More Like $4500.00, (it was %10.00 off MSRP)
I really notice the changes in the frame design over my 07, it's much stiffer and more responsive.


----------



## dougrocky123 (Apr 12, 2006)

*Brakes*

How are the TRP brakes workin for you?


----------



## t_togh (Aug 9, 2008)

Very nice. This is the one I am thinking of getting. Does it have an OSBB?


----------



## serious (May 2, 2006)

Good looking bike and rather neat internal cabling. Congratulations on the bike.

How tall are you and what size bike is this?


----------



## Gearhead65 (Jan 23, 2010)

t_togh said:


> Very nice. This is the one I am thinking of getting.
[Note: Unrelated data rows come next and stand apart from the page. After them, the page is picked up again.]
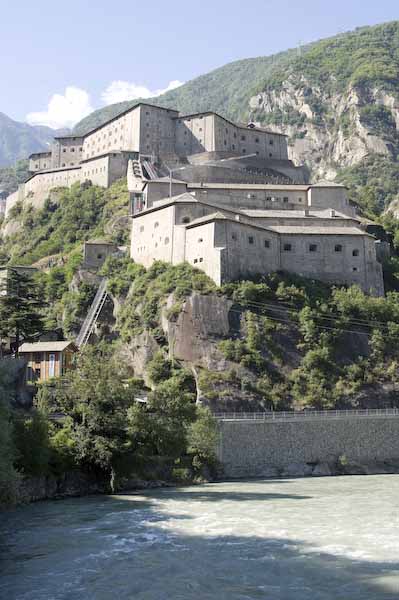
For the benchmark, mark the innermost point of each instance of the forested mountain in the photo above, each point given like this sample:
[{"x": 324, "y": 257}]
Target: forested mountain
[
  {"x": 337, "y": 99},
  {"x": 18, "y": 140}
]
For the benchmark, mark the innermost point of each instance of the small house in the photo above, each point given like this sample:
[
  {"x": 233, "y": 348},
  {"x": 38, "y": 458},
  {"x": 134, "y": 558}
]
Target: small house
[
  {"x": 96, "y": 251},
  {"x": 45, "y": 360}
]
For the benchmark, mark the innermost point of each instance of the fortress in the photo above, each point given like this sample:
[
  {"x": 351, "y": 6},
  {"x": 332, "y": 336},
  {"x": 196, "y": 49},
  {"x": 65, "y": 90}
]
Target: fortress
[{"x": 222, "y": 196}]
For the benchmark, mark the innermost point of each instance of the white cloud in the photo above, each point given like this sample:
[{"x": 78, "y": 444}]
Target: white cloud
[
  {"x": 64, "y": 110},
  {"x": 119, "y": 91}
]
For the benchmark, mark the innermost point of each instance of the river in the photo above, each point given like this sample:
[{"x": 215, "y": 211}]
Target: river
[{"x": 331, "y": 538}]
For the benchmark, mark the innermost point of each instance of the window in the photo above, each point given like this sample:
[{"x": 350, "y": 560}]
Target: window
[{"x": 51, "y": 365}]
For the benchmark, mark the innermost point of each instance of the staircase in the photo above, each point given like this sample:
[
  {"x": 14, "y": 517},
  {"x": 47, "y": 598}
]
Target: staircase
[
  {"x": 151, "y": 172},
  {"x": 93, "y": 314}
]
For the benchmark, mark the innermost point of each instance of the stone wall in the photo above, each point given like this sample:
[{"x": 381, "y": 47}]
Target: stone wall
[{"x": 281, "y": 448}]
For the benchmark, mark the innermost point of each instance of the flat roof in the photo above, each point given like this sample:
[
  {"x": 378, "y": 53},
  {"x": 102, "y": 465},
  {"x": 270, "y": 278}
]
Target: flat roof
[
  {"x": 69, "y": 136},
  {"x": 317, "y": 230},
  {"x": 324, "y": 213},
  {"x": 45, "y": 346},
  {"x": 240, "y": 126},
  {"x": 125, "y": 112},
  {"x": 47, "y": 171},
  {"x": 40, "y": 154},
  {"x": 251, "y": 186}
]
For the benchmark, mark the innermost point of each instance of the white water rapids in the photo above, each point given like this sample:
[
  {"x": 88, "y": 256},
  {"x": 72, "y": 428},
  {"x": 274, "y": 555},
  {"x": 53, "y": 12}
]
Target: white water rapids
[{"x": 331, "y": 538}]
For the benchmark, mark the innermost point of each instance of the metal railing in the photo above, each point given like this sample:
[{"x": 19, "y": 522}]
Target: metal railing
[
  {"x": 93, "y": 314},
  {"x": 307, "y": 414}
]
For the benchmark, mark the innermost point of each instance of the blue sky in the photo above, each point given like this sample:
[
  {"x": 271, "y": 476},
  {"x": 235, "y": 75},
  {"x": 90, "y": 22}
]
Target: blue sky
[{"x": 59, "y": 60}]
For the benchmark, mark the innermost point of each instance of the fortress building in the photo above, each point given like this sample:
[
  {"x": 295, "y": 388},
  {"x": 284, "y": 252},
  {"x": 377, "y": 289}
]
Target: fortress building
[{"x": 222, "y": 196}]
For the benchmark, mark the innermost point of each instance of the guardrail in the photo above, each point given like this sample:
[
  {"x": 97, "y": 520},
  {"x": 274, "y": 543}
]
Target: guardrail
[{"x": 307, "y": 414}]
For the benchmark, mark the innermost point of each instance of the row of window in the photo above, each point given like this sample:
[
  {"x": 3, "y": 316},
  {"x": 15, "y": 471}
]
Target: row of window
[
  {"x": 314, "y": 248},
  {"x": 72, "y": 149}
]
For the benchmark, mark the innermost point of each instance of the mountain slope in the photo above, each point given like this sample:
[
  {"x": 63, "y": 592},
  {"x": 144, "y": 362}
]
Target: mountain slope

Does it have an OSBB?


I just confirmed today that my 09 Roubaix BB is BB30 compatible, even though Specialized calls it something else....FWIW


----------



## Stumpjumper FSR (Aug 6, 2006)

dougrocky123 said:


> How are the TRP brakes workin for you?



They seem to work fine, but I really need to put some miles on the bike
before I form an opinion about them.


----------



## Stumpjumper FSR (Aug 6, 2006)

I'm 5' 10" - size 56


----------



## Bob29er (Jul 19, 2010)

Stumpjumper FSR said:


> They seem to work fine, but I really need to put some miles on the bike
> before I form an opinion about them.


Want to make them work even better, try throwing away the OE pads, preferably as far as you can, and replace them with 7900 pads. WOW! what a difference.


----------



## Stumpjumper FSR (Aug 6, 2006)

Bob29er said:


> Want to make them work even better, try throwing away the OE pads, preferably as far as you can, and replace them with 7900 pads. WOW! what a difference.



The OE pads (SwissStop FlashPro) are fine, besides I've never been a fan of Shimano pads, hopefully the 7900's are better than the pads they produced years ago.


----------



## Bob29er (Jul 19, 2010)

Stumpjumper FSR said:


> The OE pads (SwissStop FlashPro) are fine, besides I've never been a fan of Shimano pads, hopefully the 7900's are better than the pads they produced years ago.


How are your brakes? they are* FINE* Not a term I like to hear.


----------



## Stumpjumper FSR (Aug 6, 2006)

*"Cycling God"*



Bob29er said:


> How are your brakes? they are* FINE* Not a term I like to hear.



The TRP brakes with the OE pads (SwissStop FlashPro) have great stopping power,
predictable modulation and good control even when I had to lock em up. In other words they * FEEL FINE !* :ciappa:


----------



## t_togh (Aug 9, 2008)

so do you have many spacers on the head tube?


----------



## LOUISSSSS (Dec 14, 2009)

t_togh said:


> so do you have many spacers on the head tube?


why can't you just look at the pictures?


----------



## PJ352 (Dec 5, 2007)

t_togh said:


> so do you have many spacers on the head tube?


Looks like a stock setup (40mm's of spacers).


----------